Boris Johnson, Telegraph:

"It's the call every Telegraph columnist has come to fear. 'Trefgarne here,' said the power-crazed new comment baron, and I sprang to attention. 'You've got to write about the anti-Bush marchers,' he said. 'Get out into the streets and get some colour. There must be thousands of them! Go, paras, go!' Yessir, I said, and ran out into Whitehall. Helicopters whirred above.

"Thousands of yellow-jacketed policemen dotted the deserted streets, like dandelions sprouting from concrete. Riot fencing ran in ribbons round Westminster.

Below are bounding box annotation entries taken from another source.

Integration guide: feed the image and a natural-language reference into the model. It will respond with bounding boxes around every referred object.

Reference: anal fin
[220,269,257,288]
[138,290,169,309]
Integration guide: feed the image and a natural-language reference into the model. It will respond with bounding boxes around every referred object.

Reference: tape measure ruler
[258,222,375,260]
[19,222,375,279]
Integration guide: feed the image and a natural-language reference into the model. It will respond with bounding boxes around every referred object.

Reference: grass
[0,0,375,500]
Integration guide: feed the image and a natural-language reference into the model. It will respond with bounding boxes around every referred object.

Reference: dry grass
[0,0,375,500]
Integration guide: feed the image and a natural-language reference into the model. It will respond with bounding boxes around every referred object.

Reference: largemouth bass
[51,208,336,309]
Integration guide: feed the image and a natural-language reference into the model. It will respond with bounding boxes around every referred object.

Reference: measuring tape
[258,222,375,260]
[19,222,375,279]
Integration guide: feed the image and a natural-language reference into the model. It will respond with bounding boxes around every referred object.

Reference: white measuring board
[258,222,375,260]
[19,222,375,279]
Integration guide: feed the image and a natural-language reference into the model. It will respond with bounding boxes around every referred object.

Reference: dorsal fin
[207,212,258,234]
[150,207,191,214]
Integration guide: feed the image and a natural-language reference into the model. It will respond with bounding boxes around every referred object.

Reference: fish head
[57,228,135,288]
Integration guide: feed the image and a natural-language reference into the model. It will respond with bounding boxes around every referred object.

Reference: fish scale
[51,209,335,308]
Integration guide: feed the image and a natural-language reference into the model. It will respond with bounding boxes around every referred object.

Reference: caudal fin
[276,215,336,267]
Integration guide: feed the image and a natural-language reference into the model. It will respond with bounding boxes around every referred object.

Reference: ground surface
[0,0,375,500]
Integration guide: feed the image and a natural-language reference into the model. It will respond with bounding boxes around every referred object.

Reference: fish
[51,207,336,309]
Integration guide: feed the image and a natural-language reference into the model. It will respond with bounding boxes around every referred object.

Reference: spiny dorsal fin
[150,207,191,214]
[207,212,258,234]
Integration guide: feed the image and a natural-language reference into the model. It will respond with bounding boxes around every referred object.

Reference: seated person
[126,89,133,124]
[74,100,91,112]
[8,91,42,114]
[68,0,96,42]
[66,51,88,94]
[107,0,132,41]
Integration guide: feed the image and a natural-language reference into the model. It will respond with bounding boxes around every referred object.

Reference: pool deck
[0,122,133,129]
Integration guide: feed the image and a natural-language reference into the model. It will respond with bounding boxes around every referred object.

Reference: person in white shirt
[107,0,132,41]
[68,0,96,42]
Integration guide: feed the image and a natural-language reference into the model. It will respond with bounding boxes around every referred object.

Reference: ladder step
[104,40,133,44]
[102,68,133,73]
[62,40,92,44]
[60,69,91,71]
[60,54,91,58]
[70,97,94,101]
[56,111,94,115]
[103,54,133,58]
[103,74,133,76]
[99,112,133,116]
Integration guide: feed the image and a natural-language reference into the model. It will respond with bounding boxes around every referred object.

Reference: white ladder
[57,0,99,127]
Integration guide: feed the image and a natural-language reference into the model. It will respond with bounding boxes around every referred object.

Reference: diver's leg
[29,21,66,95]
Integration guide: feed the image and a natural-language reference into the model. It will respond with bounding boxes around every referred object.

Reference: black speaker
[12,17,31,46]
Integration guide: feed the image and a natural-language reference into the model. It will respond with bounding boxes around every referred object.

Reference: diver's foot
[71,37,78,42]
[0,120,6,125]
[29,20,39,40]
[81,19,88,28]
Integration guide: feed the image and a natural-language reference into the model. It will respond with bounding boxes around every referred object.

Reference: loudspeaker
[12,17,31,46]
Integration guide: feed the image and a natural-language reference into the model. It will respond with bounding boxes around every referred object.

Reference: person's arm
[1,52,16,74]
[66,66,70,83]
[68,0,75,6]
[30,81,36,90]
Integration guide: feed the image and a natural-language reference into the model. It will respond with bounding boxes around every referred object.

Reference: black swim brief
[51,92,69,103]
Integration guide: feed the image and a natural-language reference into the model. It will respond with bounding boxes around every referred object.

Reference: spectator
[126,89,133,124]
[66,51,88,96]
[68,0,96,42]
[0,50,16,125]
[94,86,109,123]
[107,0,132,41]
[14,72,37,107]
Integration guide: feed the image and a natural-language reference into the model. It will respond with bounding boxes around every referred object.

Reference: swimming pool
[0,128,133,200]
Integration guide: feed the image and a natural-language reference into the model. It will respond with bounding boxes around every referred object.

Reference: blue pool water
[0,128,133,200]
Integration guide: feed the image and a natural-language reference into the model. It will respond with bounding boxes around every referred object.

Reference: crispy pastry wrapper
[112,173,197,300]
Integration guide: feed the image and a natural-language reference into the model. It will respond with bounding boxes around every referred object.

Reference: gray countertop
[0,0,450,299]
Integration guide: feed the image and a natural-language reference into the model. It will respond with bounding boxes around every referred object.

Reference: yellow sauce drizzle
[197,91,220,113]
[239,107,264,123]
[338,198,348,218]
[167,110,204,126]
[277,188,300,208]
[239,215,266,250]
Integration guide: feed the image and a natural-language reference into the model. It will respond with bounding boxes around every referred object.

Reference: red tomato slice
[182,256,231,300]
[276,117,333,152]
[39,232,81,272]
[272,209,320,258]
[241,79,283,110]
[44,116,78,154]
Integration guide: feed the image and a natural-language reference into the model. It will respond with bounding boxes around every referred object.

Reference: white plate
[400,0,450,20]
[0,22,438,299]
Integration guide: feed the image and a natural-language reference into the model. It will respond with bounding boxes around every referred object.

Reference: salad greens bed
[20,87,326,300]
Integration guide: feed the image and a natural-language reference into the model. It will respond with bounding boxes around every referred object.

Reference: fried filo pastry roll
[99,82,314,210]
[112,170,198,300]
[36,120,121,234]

But where were the rioters?

"...Outside, at last, we found three people carrying a Bush effigy and wearing badges.

"...Now I have a question for you. Here you are, protesting on the streets of London. The Metropolitan Police is showing you every possible kindness and consideration. The British taxpayer is coughing up a fortune to allow you to vent your spleen against the leader of the free world. Do you not think it paradoxical that, until April this year, the people of Iraq couldn't exercise the very freedom you are now enjoying? Do you not think it ironical that you are now demonstrating against the very man who gave the people of Baghdad that freedom to demonstrate?

"Ewan looked at me in puzzlement, but I ploughed on. Do you think it a good or a bad thing that the people of Iraq are now free to demonstrate?

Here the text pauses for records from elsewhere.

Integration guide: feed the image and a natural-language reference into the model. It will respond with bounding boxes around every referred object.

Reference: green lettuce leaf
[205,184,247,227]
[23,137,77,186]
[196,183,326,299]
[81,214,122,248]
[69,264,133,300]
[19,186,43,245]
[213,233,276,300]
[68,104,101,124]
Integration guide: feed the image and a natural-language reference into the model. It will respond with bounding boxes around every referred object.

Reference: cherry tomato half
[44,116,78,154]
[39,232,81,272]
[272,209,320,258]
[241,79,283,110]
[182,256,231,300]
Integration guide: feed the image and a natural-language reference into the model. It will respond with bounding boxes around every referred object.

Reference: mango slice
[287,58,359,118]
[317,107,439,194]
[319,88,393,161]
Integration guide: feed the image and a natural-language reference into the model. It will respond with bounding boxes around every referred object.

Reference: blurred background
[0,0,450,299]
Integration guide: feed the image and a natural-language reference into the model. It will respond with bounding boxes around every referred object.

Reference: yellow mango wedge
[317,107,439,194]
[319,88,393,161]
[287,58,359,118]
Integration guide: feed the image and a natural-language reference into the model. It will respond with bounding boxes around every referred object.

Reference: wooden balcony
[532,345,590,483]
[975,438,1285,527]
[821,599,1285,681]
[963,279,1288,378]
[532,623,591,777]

"'Yeah, but Bush broke international law!' said Ewan. Perhaps he did, and perhaps he didn't, I said. But what about answering the question: is the freedom to demonstrate a good thing or a bad thing?

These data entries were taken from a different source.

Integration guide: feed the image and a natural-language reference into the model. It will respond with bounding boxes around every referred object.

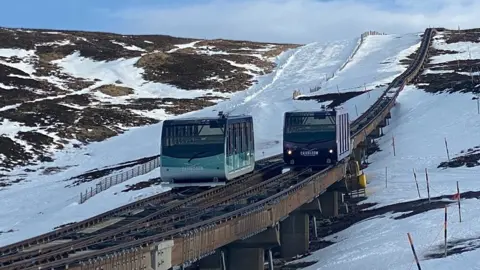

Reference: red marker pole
[392,136,396,156]
[407,233,422,270]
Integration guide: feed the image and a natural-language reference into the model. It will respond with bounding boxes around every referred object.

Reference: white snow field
[292,31,480,270]
[0,34,420,245]
[299,86,480,270]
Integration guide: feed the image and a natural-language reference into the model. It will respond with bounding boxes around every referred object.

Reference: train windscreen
[162,122,225,159]
[284,115,336,143]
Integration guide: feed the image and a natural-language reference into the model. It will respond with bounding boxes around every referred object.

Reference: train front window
[284,116,336,143]
[162,123,225,159]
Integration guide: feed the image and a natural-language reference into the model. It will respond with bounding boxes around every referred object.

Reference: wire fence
[79,157,160,204]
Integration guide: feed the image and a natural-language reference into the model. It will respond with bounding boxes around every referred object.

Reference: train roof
[163,115,252,124]
[285,107,348,116]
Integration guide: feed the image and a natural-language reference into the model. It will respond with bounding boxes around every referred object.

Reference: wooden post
[444,205,447,257]
[413,169,421,198]
[425,168,430,202]
[457,181,462,223]
[445,138,450,162]
[407,233,422,270]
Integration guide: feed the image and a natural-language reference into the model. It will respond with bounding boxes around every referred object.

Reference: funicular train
[283,106,352,169]
[160,112,255,187]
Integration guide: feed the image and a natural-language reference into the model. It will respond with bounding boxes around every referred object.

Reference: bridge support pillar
[353,147,365,164]
[320,191,339,217]
[225,226,280,270]
[280,212,310,258]
[198,250,226,270]
[368,127,383,139]
[227,247,265,270]
[150,240,173,270]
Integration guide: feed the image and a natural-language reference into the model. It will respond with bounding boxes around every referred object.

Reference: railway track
[0,27,431,269]
[2,165,315,270]
[0,155,283,266]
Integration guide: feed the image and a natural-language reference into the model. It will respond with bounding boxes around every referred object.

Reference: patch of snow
[299,86,480,270]
[0,49,38,74]
[0,31,428,249]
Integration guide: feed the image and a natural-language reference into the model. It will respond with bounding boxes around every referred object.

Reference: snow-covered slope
[0,28,299,171]
[290,30,480,270]
[0,34,420,245]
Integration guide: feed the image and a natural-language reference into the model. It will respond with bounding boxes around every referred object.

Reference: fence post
[444,205,447,257]
[392,136,396,156]
[407,233,422,270]
[457,181,462,223]
[425,168,430,202]
[413,168,422,198]
[445,138,450,162]
[385,167,388,188]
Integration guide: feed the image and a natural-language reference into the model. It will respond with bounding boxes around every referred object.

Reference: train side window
[338,114,345,154]
[245,122,252,152]
[229,124,235,155]
[235,123,240,154]
[242,122,247,153]
[225,124,231,156]
[238,122,244,153]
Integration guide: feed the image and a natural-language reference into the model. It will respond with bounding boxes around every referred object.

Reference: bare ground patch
[0,28,299,171]
[415,29,480,93]
[437,145,480,168]
[94,84,134,97]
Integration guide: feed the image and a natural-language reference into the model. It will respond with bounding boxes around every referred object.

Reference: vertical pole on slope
[413,168,421,198]
[385,167,388,188]
[220,250,227,270]
[477,94,480,114]
[457,181,462,223]
[312,215,318,239]
[445,138,450,162]
[392,136,396,156]
[407,233,422,270]
[425,168,430,202]
[268,249,274,270]
[444,205,447,257]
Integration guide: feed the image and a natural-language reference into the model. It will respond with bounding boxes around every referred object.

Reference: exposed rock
[0,28,299,171]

..."Well, freedom is a good thing," said Ewan at length. "Yes," agreed May-King Tsang, who was holding the Bush effigy and the badges. "It is good that they are allowed to demonstrate."

"'It was nice to meet you, anyway, Boris,' said May-King, and we parted in polite and mutual incomprehension. They can't understand how I can fail to grasp the obvious: that Bush is a Texan warmonger, who has made the world more dangerous by his arrogant unilateralism.

"I can't understand how they can fail to see that the world was already proved hideously dangerous on 9/11; that inertia was a counsel of cowardice and despair; and that, whatever the faults of his government - from Guantanamo Bay to steel tariffs - Bush has rid the world of a tyrant, who deprived his people of freedoms taken for granted in London."